When it comes to rural property transactions, Brad Sewell from Robinson Sewell Partners hasn’t witnessed many finance issues in the current cycle.
“The process has certainly improved in recent years, and the required time-frames are being articulated more clearly to both purchasers and vendors,” he said.
Mr Sewell is currently settling a property in western Queensland, which he described as ‘standard.’
“It was an expressions of interest process and an offer was lodged with a 28-day finance clause. Finance was approved 48 hours later than anticipated, but the property settles this week.”
He explained that it was acceptable for properties listed for private treaty or expressions of interest to receive an offer ‘subject to finance’.

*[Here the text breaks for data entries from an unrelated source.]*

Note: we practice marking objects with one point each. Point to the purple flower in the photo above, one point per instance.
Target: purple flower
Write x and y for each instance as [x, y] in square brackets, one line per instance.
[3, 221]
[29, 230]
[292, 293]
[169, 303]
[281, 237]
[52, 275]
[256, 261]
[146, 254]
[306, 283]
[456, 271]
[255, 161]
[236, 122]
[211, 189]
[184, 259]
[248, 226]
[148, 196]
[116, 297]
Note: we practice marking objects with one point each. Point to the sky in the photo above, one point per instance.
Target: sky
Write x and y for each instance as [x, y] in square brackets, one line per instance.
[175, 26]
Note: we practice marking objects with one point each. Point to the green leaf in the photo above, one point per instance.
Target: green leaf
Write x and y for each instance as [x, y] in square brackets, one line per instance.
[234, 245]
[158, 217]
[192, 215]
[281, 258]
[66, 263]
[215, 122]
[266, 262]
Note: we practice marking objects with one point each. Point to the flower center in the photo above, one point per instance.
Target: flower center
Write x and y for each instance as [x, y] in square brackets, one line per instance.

“This is proposed by buyers who don’t want to go through the expense and time of obtaining finance unless their offer is accepted.”
Conversely, buyers must turn up to an auction finance-ready, because they need to pay a deposit.
Mr Sewell said vendors and their solicitors are generally happy to accept finance clauses.
“Previously, there was a push-back, but it is mainstream now. A finance clause is typically 28 days or four weeks giving banks or financial institutions sufficient time to get an approval in place, subject to a valuation.”
Two years ago, Mr Sewell raised concerns that some agents were setting unrealistic expectations on the other parties to complete. However, he said the turnaround time was sometimes impacted by a complex deal or by under resourced banks, accountants and solicitors.
At the time, Queensland had introduced new measures which Mr Sewell believed would take pressure off the parties involved in a property transaction.
“Finance clauses allow purchasers to sign a contract on a property, pay a deposit and are then given 21 to 28 days to get their finances sorted, upon which the contract becomes binding.”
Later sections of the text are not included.